The climate bright spot is a commitment to spend $903.5 million on improving energy efficiency, lowering energy costs, and reducing emissions of existing and new homes. These measures are part of the federal government’s broader efforts to increase housing supply and affordability. The dedicated funding for climate initiatives is a recognition that increasing housing supply and affordability go hand-in-hand with fighting climate change. This is smart policy and a rare opportunity for the government to have its cake and eat it too. The buildings sector, after all, is the third heaviest emitting sector, releasing an estimated 92 MT of CO2e in 2022 with heating and cooling accounting for 75% of residential operating emissions.

Much has been written about the Trudeau government’s climate policies. Some would say they are over-indexed on ideology and under-indexed on pragmatism. The budget measures announced in Canada’s Housing Plan show a government thinking more strategically and pragmatically about how to integrate climate into other policy issues that are top of mind for Canadians. And, also letting these headline policy issues take center stage without diminishing climate to a walk-on role.

Outside of housing, we are watching for three other  climate-related announcements, and whether the Trudeau government’s newfound pragmatic approach to climate will spill over to these policy areas. These commitments are top of mind for Indigenous and business communities based on what we’ve heard in the field as part of the Climate Action Institute’s research and engagement activities across all swaths of Canadian society from coast to coast. These outstanding policy decisions—with only one requiring an outlay of new money—will keep climate action moving forward by providing program and regulatory certainty. That is a prerequisite for businesses and investors to unleash the $60 billion needed annually on supply-side capital flows if Canada is to achieve Net Zero by 2050. Budget 2024 could very well be a climate budget in all but name if the government acts decisively and quickly on these matters.

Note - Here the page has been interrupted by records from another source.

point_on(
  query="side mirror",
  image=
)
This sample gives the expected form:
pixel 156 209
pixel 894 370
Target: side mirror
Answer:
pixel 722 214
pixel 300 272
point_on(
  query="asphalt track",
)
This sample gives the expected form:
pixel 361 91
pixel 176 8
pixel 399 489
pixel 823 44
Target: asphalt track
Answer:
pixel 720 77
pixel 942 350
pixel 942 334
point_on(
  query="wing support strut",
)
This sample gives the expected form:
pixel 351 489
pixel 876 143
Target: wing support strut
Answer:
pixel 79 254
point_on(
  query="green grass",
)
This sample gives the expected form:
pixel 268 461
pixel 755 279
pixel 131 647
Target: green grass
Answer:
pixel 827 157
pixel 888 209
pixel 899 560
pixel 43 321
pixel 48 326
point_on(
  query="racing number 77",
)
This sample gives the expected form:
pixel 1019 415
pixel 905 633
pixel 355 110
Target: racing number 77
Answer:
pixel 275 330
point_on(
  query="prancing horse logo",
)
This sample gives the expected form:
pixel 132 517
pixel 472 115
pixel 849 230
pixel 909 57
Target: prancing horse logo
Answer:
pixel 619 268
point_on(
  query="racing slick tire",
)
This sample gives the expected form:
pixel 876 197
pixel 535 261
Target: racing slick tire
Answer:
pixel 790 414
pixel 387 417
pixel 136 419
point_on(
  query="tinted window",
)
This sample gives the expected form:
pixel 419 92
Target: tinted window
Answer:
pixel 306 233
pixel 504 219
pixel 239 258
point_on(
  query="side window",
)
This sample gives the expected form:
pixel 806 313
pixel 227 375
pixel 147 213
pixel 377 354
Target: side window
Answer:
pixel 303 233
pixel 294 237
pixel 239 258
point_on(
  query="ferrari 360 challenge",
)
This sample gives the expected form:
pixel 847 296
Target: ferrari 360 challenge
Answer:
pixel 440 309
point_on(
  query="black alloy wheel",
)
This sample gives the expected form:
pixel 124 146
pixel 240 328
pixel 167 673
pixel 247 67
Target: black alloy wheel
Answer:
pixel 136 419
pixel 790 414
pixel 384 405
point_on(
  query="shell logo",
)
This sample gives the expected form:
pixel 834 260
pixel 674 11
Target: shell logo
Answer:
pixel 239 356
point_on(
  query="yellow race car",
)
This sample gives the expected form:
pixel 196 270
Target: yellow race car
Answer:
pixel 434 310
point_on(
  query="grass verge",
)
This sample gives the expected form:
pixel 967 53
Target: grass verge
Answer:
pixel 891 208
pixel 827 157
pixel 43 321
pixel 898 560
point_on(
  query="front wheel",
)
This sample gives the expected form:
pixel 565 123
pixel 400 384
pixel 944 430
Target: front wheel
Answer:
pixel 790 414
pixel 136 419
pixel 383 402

  1. Funding and program eligibility details for the Indigenous loan guarantee program. The 2023 Fall Economic Statement announced the Trudeau government’s intention to introduce an Indigenous loan guarantee program. The program would address longstanding structural governance and financial management roadblocks preventing Indigenous communities from borrowing vast sums of capital. Capital that would open the door for more Indigenous communities to own an equity stake in major projects. The lack of program and funding details to date has meant that project developers and Indigenous communities are hampered in their efforts to unlock $225 billion in economic opportunities tied to the vast amount of land, energy and mineral resources under Indigenous control or ownership. These are key to Indigenous economic reconciliation and the country’s transition to a low-carbon economy.

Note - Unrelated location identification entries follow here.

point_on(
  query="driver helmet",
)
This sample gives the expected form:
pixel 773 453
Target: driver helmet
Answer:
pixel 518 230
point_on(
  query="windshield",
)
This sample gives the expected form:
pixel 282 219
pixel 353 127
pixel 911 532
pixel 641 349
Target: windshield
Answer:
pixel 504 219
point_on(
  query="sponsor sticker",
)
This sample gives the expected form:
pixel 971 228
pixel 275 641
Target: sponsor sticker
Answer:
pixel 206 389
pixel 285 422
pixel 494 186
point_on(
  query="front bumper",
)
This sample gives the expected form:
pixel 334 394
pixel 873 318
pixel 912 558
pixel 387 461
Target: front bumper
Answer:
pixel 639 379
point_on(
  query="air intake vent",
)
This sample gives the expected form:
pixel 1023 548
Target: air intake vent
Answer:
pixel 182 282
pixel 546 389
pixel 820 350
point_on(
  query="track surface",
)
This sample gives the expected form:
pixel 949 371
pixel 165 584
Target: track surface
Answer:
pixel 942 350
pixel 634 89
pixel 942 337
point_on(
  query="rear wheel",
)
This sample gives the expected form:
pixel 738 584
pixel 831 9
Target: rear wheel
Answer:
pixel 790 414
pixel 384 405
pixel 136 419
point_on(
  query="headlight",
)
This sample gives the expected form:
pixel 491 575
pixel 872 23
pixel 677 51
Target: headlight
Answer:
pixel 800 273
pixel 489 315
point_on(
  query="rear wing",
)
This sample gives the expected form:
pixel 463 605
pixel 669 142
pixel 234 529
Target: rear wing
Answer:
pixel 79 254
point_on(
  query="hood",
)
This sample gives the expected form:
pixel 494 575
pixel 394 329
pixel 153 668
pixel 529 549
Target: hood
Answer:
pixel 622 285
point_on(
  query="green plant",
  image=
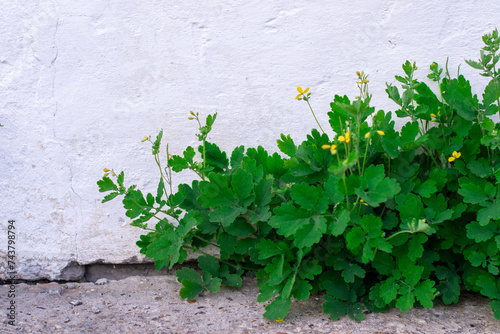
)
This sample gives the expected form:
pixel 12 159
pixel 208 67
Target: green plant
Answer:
pixel 373 217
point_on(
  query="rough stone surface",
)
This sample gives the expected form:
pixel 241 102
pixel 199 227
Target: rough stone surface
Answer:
pixel 81 83
pixel 152 305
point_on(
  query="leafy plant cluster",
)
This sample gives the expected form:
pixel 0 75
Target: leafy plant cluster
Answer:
pixel 371 218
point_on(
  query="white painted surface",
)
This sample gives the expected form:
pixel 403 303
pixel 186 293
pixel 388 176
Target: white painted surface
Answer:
pixel 82 82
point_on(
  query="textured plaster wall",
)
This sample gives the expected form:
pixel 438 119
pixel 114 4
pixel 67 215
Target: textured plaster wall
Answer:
pixel 82 82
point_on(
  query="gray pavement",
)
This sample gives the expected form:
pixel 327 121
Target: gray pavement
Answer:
pixel 143 304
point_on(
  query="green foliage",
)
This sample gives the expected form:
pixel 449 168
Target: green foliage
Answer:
pixel 372 217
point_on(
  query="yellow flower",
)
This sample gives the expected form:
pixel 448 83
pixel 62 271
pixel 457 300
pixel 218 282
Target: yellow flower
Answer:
pixel 454 156
pixel 346 137
pixel 301 92
pixel 332 148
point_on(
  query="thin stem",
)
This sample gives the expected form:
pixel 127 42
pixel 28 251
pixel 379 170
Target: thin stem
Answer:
pixel 307 100
pixel 206 241
pixel 221 261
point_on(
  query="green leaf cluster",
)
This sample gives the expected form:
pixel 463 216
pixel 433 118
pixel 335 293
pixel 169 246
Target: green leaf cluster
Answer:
pixel 371 217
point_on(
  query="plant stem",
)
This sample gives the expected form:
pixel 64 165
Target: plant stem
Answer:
pixel 307 100
pixel 221 261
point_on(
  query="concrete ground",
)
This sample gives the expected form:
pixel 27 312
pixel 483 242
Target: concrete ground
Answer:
pixel 151 304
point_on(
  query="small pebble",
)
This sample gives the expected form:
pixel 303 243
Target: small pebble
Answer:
pixel 55 291
pixel 102 281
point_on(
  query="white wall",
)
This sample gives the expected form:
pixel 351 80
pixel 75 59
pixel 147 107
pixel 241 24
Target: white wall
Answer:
pixel 82 82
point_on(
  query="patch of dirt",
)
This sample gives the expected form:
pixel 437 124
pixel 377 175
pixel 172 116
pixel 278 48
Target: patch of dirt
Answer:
pixel 152 304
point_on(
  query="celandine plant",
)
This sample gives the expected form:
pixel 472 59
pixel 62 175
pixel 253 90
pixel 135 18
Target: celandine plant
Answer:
pixel 372 218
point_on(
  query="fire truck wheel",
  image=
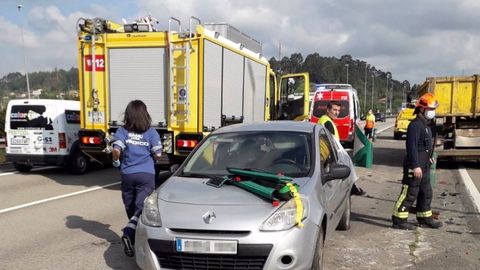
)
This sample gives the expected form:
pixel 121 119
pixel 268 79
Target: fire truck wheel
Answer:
pixel 22 167
pixel 79 163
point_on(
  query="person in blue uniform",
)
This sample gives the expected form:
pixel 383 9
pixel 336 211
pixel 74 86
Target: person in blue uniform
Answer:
pixel 135 147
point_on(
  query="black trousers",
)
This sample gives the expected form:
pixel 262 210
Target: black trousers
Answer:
pixel 414 190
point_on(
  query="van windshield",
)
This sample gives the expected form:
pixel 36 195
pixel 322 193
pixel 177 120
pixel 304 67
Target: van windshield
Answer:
pixel 29 117
pixel 320 108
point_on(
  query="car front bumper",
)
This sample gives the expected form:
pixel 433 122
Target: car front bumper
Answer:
pixel 291 249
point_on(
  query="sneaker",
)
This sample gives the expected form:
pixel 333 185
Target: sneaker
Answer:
pixel 128 247
pixel 357 191
pixel 404 226
pixel 430 223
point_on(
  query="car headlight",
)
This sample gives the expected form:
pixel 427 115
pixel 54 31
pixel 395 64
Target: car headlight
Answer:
pixel 150 213
pixel 284 217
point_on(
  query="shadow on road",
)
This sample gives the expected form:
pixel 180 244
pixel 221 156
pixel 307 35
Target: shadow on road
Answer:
pixel 114 256
pixel 372 220
pixel 392 157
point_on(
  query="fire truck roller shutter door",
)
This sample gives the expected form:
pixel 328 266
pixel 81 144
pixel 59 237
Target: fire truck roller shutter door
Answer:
pixel 139 73
pixel 254 91
pixel 212 81
pixel 233 72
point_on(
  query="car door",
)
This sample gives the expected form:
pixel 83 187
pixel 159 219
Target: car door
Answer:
pixel 333 189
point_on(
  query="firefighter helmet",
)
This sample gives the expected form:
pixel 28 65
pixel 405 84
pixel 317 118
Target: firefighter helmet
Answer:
pixel 427 101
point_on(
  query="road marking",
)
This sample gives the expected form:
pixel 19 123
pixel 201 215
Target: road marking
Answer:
pixel 471 188
pixel 55 198
pixel 33 170
pixel 383 129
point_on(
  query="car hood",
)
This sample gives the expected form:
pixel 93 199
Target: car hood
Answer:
pixel 191 204
pixel 195 191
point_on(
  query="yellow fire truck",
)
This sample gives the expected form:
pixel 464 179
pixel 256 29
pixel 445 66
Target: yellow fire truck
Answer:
pixel 193 81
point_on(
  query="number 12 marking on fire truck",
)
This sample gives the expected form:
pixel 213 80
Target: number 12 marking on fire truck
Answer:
pixel 99 62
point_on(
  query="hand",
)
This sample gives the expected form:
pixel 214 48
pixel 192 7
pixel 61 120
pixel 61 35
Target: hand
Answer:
pixel 417 172
pixel 116 163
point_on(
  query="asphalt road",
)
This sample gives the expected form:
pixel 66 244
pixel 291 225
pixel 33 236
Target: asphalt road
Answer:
pixel 53 220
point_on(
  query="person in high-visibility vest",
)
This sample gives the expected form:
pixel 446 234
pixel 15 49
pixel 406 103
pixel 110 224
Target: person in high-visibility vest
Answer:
pixel 333 110
pixel 369 124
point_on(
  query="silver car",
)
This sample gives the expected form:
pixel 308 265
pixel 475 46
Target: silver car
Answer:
pixel 201 218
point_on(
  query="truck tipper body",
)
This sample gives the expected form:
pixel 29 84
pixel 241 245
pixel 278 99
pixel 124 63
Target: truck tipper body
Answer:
pixel 457 116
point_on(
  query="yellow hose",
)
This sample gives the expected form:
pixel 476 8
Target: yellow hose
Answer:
pixel 298 203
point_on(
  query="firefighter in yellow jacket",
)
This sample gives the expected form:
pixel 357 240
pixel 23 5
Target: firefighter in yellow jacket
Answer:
pixel 416 169
pixel 333 110
pixel 369 124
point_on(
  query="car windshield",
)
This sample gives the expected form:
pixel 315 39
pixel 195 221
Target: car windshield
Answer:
pixel 320 108
pixel 279 152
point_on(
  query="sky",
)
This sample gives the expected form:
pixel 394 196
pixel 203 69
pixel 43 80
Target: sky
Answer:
pixel 413 39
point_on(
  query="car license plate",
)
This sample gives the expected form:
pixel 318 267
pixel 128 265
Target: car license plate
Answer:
pixel 206 246
pixel 20 140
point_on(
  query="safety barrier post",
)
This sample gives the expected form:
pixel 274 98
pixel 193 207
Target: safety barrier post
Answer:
pixel 362 149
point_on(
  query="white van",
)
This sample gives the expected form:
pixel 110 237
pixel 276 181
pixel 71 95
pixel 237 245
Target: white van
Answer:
pixel 43 132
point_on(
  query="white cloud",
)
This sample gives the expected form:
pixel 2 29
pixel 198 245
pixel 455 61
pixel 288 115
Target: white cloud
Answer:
pixel 412 39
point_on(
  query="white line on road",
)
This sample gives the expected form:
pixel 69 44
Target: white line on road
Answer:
pixel 383 129
pixel 55 198
pixel 472 189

  2. Update on clean investment tax credits eligibility and timing. Businesses welcomed the federal government’s five climate-related investment tax credits (ITCs). The Clean Electricity Investment Tax Credit—the last of the ITCs announced—is estimated by the Canadian Climate Institute to provide $25.7 billion in tax incentives between 2024 and 2035. The tax incentives will lower capital costs and put businesses in a better position to compete against the Inflation Reduction Act for domestic and foreign capital flows. Yet, businesses have been hesitant to move ahead with their planned capital projects. They want certainty that the ITCs will materialize, and their projects will meet all eligibility criteria. These concerns are not unfounded. The pace of climate policy making suggests there may not be enough runway room before the next federal election to pass all the legislative amendments required to operationalize the ITCs. An update on the ITC program design including finalized eligibility criteria, and the government’s targeted dates for clearing all legislative hurdles would provide businesses and investors with the clarity they need to start putting their plans and capital into motion.
  3. Update on Impact Assessment Act. About 150 mining and forestry major projects were planned or already under construction in May 2023. The economic value of these projects is $99.2 billion. The Supreme Court’s decision in October 2023 on the federal government’s overreach of applying the Impact Assessment Act added more regulatory uncertainty to the permitting process for resource projects. A detailed game plan of how the government intends to address the Supreme Court’s ruling will provide resource companies—in particular those with planned projects—and investors with the regulatory and timing certainty needed to decide if, where, and when to deploy their capital.